TheĀ Stock Market Investing Dartboard was a feature of the Wall Street Journal newspaper.

For 14 years (1988 – 2002), the WSJ ran a series of highly publicized contest between a group of professional investors, and an “Investment Dartboard”.

Four journalists chose stocks by throwing darts at stock tables, and over a six month period, compared their investment gains to those of four stocks chosen by pros.

Over the years, this “Investment Dartboard” competition became a popular feature of the newspaper, and was very widely publicized.

The competition began as a fun way to test the “efficient market theory” as espoused by Princeton professor Burton Malkiel. In his 1973 book “A Random Walk Down Wall Street”, he stated: ” Taken to its logical extreme … a blindfolded money throwing darts at a newspaper’s financial pages could select a portfolio that would do just as well as one carefully selected by experts”.
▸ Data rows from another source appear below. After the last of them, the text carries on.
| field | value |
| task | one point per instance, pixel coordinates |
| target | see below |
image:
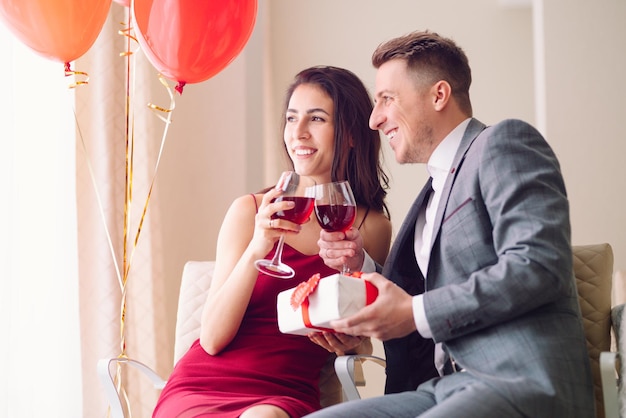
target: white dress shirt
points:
(439, 166)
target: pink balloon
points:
(190, 41)
(62, 30)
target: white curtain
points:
(40, 371)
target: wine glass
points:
(300, 190)
(335, 208)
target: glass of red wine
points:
(335, 208)
(301, 191)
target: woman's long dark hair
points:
(357, 147)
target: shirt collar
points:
(440, 162)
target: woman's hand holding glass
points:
(299, 190)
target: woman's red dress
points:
(260, 366)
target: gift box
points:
(311, 305)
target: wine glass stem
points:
(279, 251)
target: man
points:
(481, 267)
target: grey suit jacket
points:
(500, 291)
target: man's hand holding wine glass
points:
(342, 248)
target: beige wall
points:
(560, 67)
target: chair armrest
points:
(345, 368)
(608, 367)
(111, 390)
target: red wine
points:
(335, 217)
(300, 213)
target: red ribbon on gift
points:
(300, 297)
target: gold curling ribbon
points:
(69, 72)
(166, 110)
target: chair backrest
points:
(593, 268)
(194, 286)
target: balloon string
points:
(168, 121)
(69, 72)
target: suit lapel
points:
(474, 128)
(401, 258)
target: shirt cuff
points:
(419, 316)
(369, 265)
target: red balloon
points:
(190, 41)
(62, 30)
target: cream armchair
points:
(195, 283)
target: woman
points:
(242, 366)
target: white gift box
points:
(335, 297)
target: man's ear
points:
(441, 94)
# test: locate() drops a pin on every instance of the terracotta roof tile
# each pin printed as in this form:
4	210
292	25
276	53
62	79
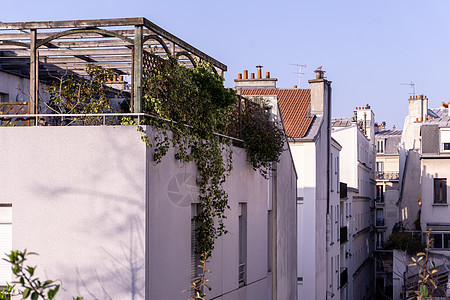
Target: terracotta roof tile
294	104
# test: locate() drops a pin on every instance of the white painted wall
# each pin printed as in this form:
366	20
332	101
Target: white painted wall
110	223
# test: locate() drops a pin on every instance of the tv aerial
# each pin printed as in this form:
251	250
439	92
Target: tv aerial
411	84
300	73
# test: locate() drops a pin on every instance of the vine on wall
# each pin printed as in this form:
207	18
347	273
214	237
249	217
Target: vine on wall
198	107
194	107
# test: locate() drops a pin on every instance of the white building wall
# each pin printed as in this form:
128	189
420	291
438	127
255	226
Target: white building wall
357	170
304	155
110	223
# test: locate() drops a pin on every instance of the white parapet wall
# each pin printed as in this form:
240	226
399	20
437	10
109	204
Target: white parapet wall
110	223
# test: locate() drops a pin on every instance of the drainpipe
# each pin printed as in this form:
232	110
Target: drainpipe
274	233
328	143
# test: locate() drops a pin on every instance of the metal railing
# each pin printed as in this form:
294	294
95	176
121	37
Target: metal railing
344	234
379	199
342	190
343	276
101	119
387	176
380	222
242	273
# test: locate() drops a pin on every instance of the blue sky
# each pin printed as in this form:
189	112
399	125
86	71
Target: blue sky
366	47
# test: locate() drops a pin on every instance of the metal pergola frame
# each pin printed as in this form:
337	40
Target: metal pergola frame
43	50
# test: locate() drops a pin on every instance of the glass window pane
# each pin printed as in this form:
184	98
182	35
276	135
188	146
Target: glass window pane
446	240
437	243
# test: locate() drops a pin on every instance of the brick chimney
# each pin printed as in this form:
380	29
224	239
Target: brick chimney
320	94
255	83
418	107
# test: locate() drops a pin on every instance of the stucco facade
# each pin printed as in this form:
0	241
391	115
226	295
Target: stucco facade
111	223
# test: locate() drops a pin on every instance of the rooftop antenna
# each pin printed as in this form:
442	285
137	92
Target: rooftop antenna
411	84
300	73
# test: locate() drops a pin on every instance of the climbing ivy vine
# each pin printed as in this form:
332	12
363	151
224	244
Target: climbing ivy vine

Darters will note that no actual dartboard was ever used, just lists of stocks posted on a wall. The journalists who threw the darts were not blindfolded, but the results were presumed to be random. Each group chose and tracked a portfolio of four stocks for six months, and the results were compared to each other and to the Dow Jones Industrial Average.

Over the years, the pros always beat the dart board. In 1999, WJ readers were allowed to participate by emailing in stock choices. Except for the final year, the WJ readers’ choices fared worse than the other groups, having average losses of around 4%.

The contests’ results, after 142 contests:

 

Darts……………………………………… + 3.5% gain

Dow Jones Industrial Average…….. + 5.6% gain

Professional Investors……………….. +10.2% gain

 

The Investment Dartboard contest was retired in 2002, as the WJ said that it had run its course as a feature.

One might guess that part of the reason for its demise was that, like any one-sided contest, it had simply become boring.. the Darts never won.